Flaubert in Egypt is both travel literature and erotica, leaning more on the erotica side. With this year’s best-selling Fifty Shades trilogy, which caused worldwide upheaval, it seems racy passionate letters never seem to fall out of fashion.

As an Egyptian, I couldn’t help but be offended by Flaubert’s colonialist perspective of Egypt and automatic assumption that the native culture is uncivilized – from his constant reference to Egyptians as “negroes” to his arrogant view that he could convince France to conquer Egypt and that it could be easily done in a week.

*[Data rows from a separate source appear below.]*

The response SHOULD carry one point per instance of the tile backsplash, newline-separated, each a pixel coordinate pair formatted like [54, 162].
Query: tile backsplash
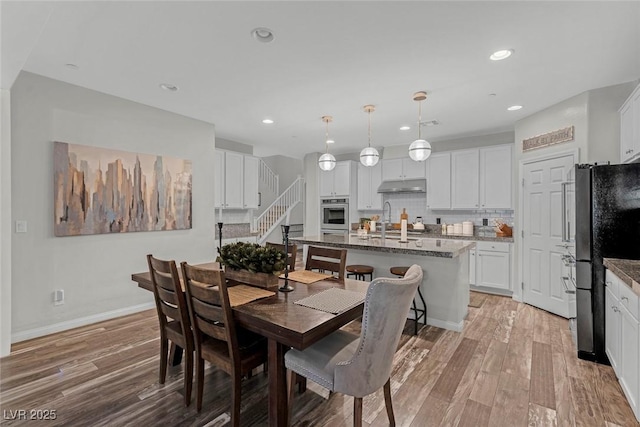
[416, 205]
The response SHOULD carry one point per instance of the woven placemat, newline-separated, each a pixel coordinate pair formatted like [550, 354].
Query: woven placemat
[242, 294]
[333, 300]
[306, 276]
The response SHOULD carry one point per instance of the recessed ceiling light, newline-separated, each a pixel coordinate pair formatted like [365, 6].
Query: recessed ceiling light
[501, 54]
[263, 35]
[169, 87]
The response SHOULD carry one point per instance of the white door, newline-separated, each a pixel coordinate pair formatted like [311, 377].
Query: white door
[542, 264]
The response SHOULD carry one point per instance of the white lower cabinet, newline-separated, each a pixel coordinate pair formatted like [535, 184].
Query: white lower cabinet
[622, 339]
[490, 266]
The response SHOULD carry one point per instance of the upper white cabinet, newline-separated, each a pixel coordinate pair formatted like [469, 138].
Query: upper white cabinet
[251, 177]
[439, 181]
[465, 170]
[402, 169]
[630, 128]
[369, 179]
[481, 178]
[495, 177]
[337, 181]
[236, 180]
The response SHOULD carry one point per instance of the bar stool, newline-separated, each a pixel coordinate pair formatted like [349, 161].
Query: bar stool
[359, 271]
[419, 313]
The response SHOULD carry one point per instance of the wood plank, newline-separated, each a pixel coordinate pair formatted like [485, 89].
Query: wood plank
[542, 382]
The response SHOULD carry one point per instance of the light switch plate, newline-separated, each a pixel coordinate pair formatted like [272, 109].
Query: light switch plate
[21, 226]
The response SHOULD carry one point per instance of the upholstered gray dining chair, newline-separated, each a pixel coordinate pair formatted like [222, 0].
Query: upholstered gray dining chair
[359, 365]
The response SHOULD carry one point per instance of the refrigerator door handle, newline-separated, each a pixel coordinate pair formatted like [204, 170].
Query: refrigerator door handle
[565, 226]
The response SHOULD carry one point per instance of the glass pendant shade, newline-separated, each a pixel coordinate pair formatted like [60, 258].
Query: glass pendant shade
[369, 156]
[327, 162]
[420, 150]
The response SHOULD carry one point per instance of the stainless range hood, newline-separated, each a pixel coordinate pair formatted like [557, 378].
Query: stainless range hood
[408, 186]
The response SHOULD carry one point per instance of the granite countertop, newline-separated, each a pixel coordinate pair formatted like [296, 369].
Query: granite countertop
[627, 270]
[433, 231]
[442, 248]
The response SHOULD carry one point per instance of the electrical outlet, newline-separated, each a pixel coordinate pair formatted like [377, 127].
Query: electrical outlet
[58, 297]
[21, 226]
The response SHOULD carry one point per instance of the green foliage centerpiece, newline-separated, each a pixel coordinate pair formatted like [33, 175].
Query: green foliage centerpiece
[252, 264]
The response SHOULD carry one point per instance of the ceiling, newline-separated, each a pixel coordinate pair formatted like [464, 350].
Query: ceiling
[329, 58]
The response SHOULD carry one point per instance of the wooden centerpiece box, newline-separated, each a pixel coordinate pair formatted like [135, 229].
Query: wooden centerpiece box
[252, 264]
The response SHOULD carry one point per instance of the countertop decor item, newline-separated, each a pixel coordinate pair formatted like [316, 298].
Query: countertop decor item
[369, 156]
[327, 161]
[252, 264]
[420, 149]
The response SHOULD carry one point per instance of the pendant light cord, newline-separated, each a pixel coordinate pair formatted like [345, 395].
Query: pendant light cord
[419, 119]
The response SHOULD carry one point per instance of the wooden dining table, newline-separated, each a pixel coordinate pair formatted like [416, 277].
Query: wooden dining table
[285, 325]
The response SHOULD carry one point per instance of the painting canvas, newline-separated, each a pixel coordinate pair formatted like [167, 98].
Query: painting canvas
[98, 190]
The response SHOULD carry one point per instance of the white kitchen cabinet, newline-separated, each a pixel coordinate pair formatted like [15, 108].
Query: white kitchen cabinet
[439, 181]
[495, 177]
[465, 171]
[612, 325]
[218, 186]
[402, 169]
[622, 323]
[251, 177]
[369, 179]
[337, 181]
[630, 128]
[472, 267]
[236, 180]
[490, 266]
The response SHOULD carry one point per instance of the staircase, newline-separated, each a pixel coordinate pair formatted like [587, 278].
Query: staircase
[279, 209]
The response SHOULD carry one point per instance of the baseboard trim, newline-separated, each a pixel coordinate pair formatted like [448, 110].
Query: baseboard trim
[444, 324]
[76, 323]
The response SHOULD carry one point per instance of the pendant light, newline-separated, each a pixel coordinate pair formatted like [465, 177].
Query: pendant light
[369, 156]
[327, 162]
[420, 149]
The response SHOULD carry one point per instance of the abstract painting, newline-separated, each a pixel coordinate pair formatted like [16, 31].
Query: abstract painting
[98, 190]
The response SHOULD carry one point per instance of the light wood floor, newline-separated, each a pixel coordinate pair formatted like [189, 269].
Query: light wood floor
[513, 365]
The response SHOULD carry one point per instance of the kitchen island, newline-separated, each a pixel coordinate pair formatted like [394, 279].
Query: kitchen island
[445, 264]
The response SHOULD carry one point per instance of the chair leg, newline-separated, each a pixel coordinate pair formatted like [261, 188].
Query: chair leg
[357, 412]
[188, 376]
[424, 304]
[302, 384]
[415, 315]
[164, 350]
[236, 388]
[388, 403]
[200, 380]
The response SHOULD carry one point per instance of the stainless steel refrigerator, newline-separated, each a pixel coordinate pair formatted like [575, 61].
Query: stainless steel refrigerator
[607, 226]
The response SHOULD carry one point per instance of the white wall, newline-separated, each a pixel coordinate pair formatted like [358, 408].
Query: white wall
[5, 222]
[594, 115]
[94, 270]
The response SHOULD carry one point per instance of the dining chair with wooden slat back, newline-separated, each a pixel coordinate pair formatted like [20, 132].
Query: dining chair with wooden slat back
[217, 339]
[173, 315]
[327, 259]
[293, 252]
[359, 365]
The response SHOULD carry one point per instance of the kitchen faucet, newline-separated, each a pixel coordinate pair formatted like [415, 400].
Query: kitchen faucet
[384, 220]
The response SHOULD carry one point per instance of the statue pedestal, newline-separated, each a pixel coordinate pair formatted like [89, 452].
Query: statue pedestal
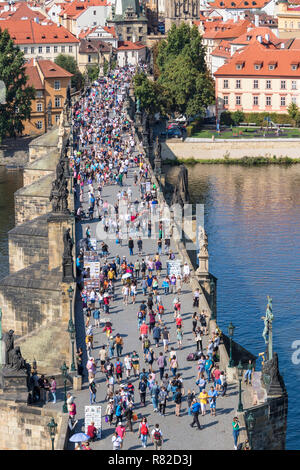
[14, 383]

Flaubert and his travel companion Maxime Du Camp were both 27 years old at the time. This voyage led to the first ever publishing of photographs of Egypt by Du Camp, who many claim transformed Egypt into a real tourism destination.

They traveled by boat to Alexandria where they started their journey, then went by steamboat to Cairo and all the way down to Luxor and Aswan. This tour is still done now. Today’s experience would still be similar, with Egypt’s timeless beauty, the exquisite silence of the Nile and of course the monuments.

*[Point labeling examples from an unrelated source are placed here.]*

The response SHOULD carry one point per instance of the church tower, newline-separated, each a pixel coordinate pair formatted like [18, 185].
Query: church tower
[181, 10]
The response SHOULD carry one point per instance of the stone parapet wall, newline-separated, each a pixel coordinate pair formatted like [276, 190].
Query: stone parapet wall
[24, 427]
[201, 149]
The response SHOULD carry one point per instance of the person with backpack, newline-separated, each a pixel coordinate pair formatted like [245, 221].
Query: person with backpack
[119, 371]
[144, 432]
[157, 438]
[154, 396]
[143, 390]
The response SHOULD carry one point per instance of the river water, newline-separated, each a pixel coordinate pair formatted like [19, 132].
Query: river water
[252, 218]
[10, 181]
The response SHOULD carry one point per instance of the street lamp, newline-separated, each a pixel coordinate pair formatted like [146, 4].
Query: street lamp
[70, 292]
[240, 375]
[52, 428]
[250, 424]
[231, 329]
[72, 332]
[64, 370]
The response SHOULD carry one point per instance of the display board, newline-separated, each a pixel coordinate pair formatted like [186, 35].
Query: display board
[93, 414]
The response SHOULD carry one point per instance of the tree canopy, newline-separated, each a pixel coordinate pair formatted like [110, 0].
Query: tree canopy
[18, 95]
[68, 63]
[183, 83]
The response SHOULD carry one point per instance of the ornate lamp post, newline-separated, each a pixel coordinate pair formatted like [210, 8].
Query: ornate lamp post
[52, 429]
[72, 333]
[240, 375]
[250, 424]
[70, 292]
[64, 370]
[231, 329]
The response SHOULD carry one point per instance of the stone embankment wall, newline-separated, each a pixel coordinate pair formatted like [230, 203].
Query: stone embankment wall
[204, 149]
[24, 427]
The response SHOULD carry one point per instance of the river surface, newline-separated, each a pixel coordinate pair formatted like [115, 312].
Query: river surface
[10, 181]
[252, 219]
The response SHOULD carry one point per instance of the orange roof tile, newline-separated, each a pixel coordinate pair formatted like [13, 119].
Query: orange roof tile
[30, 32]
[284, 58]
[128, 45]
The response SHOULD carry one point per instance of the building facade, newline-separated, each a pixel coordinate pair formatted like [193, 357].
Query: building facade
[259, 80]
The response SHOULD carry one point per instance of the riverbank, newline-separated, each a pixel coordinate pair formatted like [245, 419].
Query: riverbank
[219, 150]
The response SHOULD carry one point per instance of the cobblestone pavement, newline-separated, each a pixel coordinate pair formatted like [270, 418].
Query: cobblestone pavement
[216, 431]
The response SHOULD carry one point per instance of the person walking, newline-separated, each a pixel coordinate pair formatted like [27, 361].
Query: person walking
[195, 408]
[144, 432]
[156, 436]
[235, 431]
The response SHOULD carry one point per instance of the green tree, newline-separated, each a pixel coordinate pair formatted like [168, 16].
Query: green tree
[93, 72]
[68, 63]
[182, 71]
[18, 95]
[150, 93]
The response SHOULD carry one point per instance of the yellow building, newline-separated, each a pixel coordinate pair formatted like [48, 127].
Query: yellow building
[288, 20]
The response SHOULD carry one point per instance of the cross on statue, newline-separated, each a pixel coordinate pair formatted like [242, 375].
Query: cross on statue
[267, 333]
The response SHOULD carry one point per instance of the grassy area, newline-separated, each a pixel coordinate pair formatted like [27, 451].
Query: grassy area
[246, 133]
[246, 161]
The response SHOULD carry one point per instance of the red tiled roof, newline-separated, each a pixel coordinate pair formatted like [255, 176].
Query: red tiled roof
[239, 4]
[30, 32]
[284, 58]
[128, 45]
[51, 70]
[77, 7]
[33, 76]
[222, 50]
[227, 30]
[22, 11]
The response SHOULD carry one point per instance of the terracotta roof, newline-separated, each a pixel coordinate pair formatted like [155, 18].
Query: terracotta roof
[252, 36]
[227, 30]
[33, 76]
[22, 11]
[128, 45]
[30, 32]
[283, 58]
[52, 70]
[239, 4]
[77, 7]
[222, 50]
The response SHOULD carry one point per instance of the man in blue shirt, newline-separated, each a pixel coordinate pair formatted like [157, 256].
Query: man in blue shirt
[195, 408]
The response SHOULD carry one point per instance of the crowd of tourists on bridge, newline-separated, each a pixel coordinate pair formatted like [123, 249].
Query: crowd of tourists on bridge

Spoiler alert: It’s not surprising that at the end of all these raunchy sexual adventures, Flaubert and Du Camp end up getting syphilis.

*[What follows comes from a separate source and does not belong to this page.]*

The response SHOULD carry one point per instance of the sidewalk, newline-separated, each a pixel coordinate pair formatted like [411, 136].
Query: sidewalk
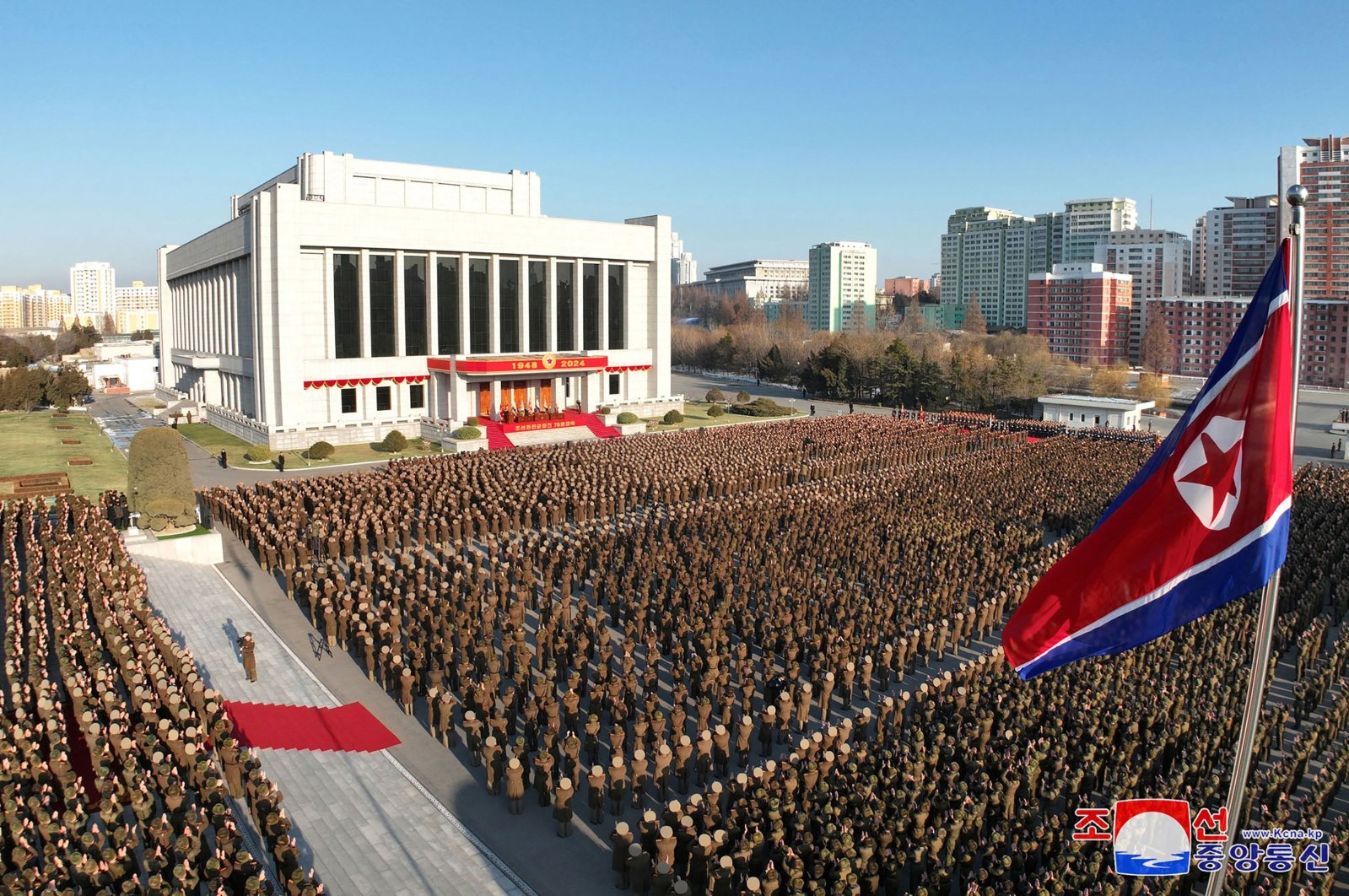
[359, 818]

The fascination for me, however, comes from the constants between Flaubert’s 1849 and our 2013: the Khamaseen, the devotion of the Copts, the weather, the burning desert sun, the Pharaonic temples and monuments, the attitudes of Egyptians towards foreigners (khawaga), the European quarter Ezbekiya, which in modern day Cairo might lie in Maadi or Zamalek. Even in 1850, people were leaving Egypt in disgust because the country was falling into ruin at the hands of Abbas Pacha, the tyrant.

Maxime Du Camp's photograph of the Sphinx in 1849
Maxime Du Camp’s photograph of the Sphinx in 1849

East for the British was India, but for the French it was Egypt. Although the British were in Egypt longer than the French, there always remained a special connection between France and Egypt. Edward Said in Orientalism (1979) analyzes Flaubert’s relationship with the courtesan Kuchuk Hanem and how it shows the imperialistic perspective of the French.

A complete opposite contrast to Flaubert is the nonfiction travel biography of Gertrude Bell by Janet Wallach (2010). As the first woman graduating from Oxford in History during the same decade that Flaubert was in Egypt, she was designated by the British Empire to map, divide and research the Middle East. Desert Queen: The Extraordinary Life of Gertrude Bell: Adventurer, Adviser to Kings, Ally of Lawrence of Arabia, gives a completely different perspective, albeit still colonialist, of what Egypt was like in the same time period.

Through all the ups and downs in our history, I leave you with my favorite quote from Flaubert in Egypt because it is one of the things that remains true:

“Egypt is a great place for contrasts: Splendid things gleam in the dust”.